If you haven’t been able to keep up with this whole post-conviction judicial process (and let’s face it – I can barely follow it even when I hear it from the horse’s mouth, so to speak), here’s a quick synopsis:
Russ went through a local parole board at the USDB before the federal board met in D.C. to discuss his parole. Along with various letters and documents that Russ gathered for his parole board, the USDB sent a packet that included their own paperwork and recommendation. When he stood before the local board they told him he wouldn’t know their recommendation immediately, but following his federal parole board he’d get a copy of it. Well, he did. Except the entire thing was blacked out and redacted, so he has no idea what the local board actually recommended. So that’s helpful.
Even less helpful: the USDB didn’t include copies of Russ’ most recent documentation.

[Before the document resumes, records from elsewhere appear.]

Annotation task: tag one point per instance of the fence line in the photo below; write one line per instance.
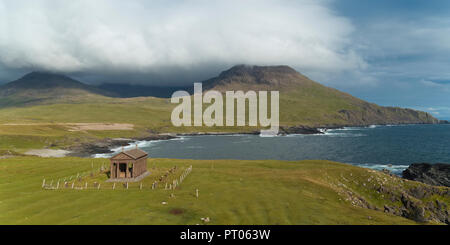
(69, 184)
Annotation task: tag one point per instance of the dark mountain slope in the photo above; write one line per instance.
(305, 102)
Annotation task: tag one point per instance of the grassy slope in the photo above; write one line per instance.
(231, 192)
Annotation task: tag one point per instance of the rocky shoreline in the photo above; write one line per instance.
(433, 174)
(105, 145)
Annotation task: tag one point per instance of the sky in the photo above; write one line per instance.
(393, 53)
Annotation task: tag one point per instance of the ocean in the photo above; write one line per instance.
(393, 147)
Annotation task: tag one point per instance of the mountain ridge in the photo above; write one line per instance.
(303, 102)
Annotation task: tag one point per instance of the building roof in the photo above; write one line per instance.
(134, 153)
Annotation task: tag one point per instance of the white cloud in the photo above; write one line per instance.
(143, 36)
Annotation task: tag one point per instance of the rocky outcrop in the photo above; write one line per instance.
(432, 174)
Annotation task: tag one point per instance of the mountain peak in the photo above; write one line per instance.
(254, 70)
(245, 77)
(38, 84)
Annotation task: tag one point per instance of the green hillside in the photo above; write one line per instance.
(37, 104)
(230, 192)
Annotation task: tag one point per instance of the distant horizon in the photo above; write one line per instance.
(386, 52)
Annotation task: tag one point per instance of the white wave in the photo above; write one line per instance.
(395, 169)
(132, 145)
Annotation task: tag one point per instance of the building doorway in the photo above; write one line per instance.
(122, 170)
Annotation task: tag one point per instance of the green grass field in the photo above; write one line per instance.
(230, 192)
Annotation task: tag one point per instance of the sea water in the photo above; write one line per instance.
(393, 147)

A big part of the parole process is accepting responsibility for one’s crime (we discussed his parole process here, here, and here). But the federal board saw paperwork that said Russ hadn’t accepted responsibility for his crime and had as a consequence, “refused” treatment. In fact, Russ has accepted responsibility for his crime and has completed all treatment available to him. He’s put his name on the waiting list for treatments not yet available. (That’s another story – the system is so back-logged that he’ll have served his full sentence before a slot opens up for his “mandatory” treatment. But if he’s paroled, he’ll be able to enroll in the same treatment in the civilian world almost immediately.)
The good news, if you can call it that, is that the red tape bamboozle may increase his chances at successfully appealing his parole.